The Daventry transmitting station was a major broadcasting facility located on Borough Hill on the outskirts of Daventry, Northamptonshire. It operated from 1925 until 1992, carrying long-wave, medium-wave, and short-wave broadcasts at different times in its history. In its heyday the site had more than 40 masts and towers on an antenna field extending over hundreds of acres. Since 1992, only DAB services have been broadcast from the site using a single mast. All other antennas have been demolished.

==Long-wave transmitter==
During 1923, the British Broadcasting Company's chief engineer, Peter Eckersley, deduced that it would be possible to provide a broadcast service to most of the United Kingdom using a single high-power long-wave transmitter located in central England. A 50-acre site on Borough Hill was acquired by the BBC for this purpose. A T-aerial was suspended between two masts, each 500 ft high and spaced by 800 ft.

The Daventry transmitter took over from Chelmsford on 27 July 1925, radiating with a power of 25 kW. The initial frequency was 187.5 kHz, but this was changed to 187 kHz in 1927, 193 kHz in 1929, and finally 200 kHz in 1934. The long-wave transmitter was replaced from 7 October 1934 by a higher-powered one at the Droitwich transmitting station in Worcestershire.

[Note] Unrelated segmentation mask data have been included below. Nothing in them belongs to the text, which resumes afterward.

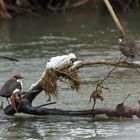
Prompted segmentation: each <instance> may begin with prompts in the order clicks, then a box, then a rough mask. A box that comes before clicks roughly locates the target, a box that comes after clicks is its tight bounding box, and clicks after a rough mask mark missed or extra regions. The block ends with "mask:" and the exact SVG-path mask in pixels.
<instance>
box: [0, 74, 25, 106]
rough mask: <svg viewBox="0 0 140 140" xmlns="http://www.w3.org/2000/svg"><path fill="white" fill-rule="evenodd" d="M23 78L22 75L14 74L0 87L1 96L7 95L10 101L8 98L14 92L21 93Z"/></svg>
mask: <svg viewBox="0 0 140 140" xmlns="http://www.w3.org/2000/svg"><path fill="white" fill-rule="evenodd" d="M22 79H23V77H21V76H20V75H18V74H17V75H14V76H13V77H12V78H11V79H9V80H8V81H7V82H6V83H5V84H4V85H3V86H2V88H1V89H0V96H2V97H5V98H6V99H7V101H8V103H9V100H8V98H10V97H11V96H12V94H15V93H19V92H20V91H21V90H22V87H23V84H22ZM9 104H10V103H9Z"/></svg>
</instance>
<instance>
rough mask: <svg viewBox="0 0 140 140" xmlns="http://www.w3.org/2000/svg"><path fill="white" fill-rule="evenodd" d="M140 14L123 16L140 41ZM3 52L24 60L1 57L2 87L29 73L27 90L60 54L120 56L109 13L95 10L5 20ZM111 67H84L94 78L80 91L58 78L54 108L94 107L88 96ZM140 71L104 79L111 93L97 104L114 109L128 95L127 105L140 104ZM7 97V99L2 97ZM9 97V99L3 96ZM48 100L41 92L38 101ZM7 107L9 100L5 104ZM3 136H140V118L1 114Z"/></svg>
mask: <svg viewBox="0 0 140 140" xmlns="http://www.w3.org/2000/svg"><path fill="white" fill-rule="evenodd" d="M139 15H140V13H137V12H136V13H128V14H125V13H124V14H120V15H119V17H120V19H121V22H122V24H123V25H124V26H125V27H126V32H127V33H129V34H131V35H132V36H134V37H135V38H136V39H137V40H138V41H139V39H140V29H139V25H140V16H139ZM0 31H1V32H0V55H6V56H10V57H14V58H17V59H19V61H18V62H11V61H8V60H4V59H0V87H1V86H2V85H3V83H4V82H5V81H6V80H7V79H8V78H9V77H11V76H12V75H13V74H15V73H20V74H21V75H23V76H24V81H23V84H24V90H28V89H29V88H30V86H31V85H32V84H33V83H35V82H36V81H37V80H38V79H39V78H40V76H41V75H42V72H43V71H44V69H45V65H46V62H47V61H49V59H50V58H51V57H53V56H56V55H63V54H68V53H71V52H73V53H75V54H76V55H77V56H78V57H79V59H82V60H84V59H97V58H99V59H101V58H119V56H120V52H119V48H118V42H117V35H118V33H117V31H116V28H115V25H114V23H113V21H112V19H111V17H110V15H104V14H98V16H97V14H93V13H92V12H91V11H90V12H85V13H84V12H83V13H81V14H77V13H69V14H68V13H67V14H64V15H63V14H58V15H57V14H56V15H55V14H54V15H50V16H47V17H46V18H40V19H34V18H25V17H22V18H15V19H13V20H10V21H9V20H8V21H0ZM111 68H112V67H110V66H95V67H92V68H83V69H80V70H79V75H80V77H81V79H82V80H85V81H88V82H89V81H90V82H89V84H88V85H87V84H84V85H82V86H81V90H80V93H76V92H75V91H72V90H71V89H70V86H69V85H68V84H64V83H62V82H59V93H60V95H59V99H52V101H56V102H57V104H55V105H51V106H50V107H51V108H61V109H73V110H78V109H90V108H91V107H92V103H89V96H90V94H91V92H92V91H93V90H94V89H95V83H96V82H95V81H97V80H100V79H103V78H104V76H105V75H106V74H107V72H108V71H109V70H110V69H111ZM139 76H140V75H139V74H138V73H136V71H135V70H132V69H126V68H117V69H116V70H115V71H114V72H113V73H112V74H111V76H110V78H109V79H108V80H107V81H106V82H105V83H104V85H105V86H107V87H109V88H110V89H111V93H110V92H109V91H107V90H104V92H103V95H104V96H105V101H104V102H103V103H101V102H100V101H98V102H97V105H96V107H112V108H114V107H115V106H116V104H118V103H120V102H121V101H122V100H123V99H124V97H125V96H127V94H128V93H131V98H129V99H128V100H127V101H126V104H127V105H130V106H132V107H139V105H138V104H137V102H136V101H137V99H139V98H140V95H139V90H140V88H139V83H140V80H139ZM0 100H1V101H3V100H4V99H2V98H1V99H0ZM4 101H5V100H4ZM46 102H47V97H46V96H45V94H44V92H42V93H41V94H40V95H39V96H38V97H37V98H36V99H35V101H34V102H33V104H34V105H40V104H43V103H46ZM5 105H6V102H5ZM0 124H1V125H0V126H1V129H0V136H1V137H0V140H1V139H2V140H7V139H8V140H15V139H18V140H19V139H26V140H33V139H36V140H37V139H44V140H45V139H49V140H79V139H80V140H81V139H93V138H94V139H95V140H102V139H104V140H120V139H122V140H125V139H126V140H132V139H136V140H138V139H139V137H140V134H139V131H140V120H139V119H138V118H134V119H120V120H118V119H112V120H107V119H99V120H97V121H93V120H92V119H91V118H83V117H64V116H55V117H52V116H43V117H42V116H28V115H26V114H17V115H15V116H5V115H1V116H0Z"/></svg>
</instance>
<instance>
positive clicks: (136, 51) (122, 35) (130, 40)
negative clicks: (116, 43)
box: [119, 35, 140, 60]
mask: <svg viewBox="0 0 140 140" xmlns="http://www.w3.org/2000/svg"><path fill="white" fill-rule="evenodd" d="M119 44H120V51H121V53H122V54H123V55H124V56H126V57H127V58H130V59H131V60H133V59H135V58H136V57H140V49H139V48H138V47H137V46H136V43H135V41H134V40H133V39H132V38H129V37H127V36H125V35H122V36H120V37H119Z"/></svg>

The Empire Short Wave Service, which later became the BBC World Service, started in 1932.

For its long-wave transmissions the station used the same 5XX call sign as its experimental predecessor sited at Chelmsford, although from 9 March 1930 this was replaced in all on-air and other announcements by the new name bestowed from that date upon the service broadcast principally via long-wave from Daventry: the BBC National Programme.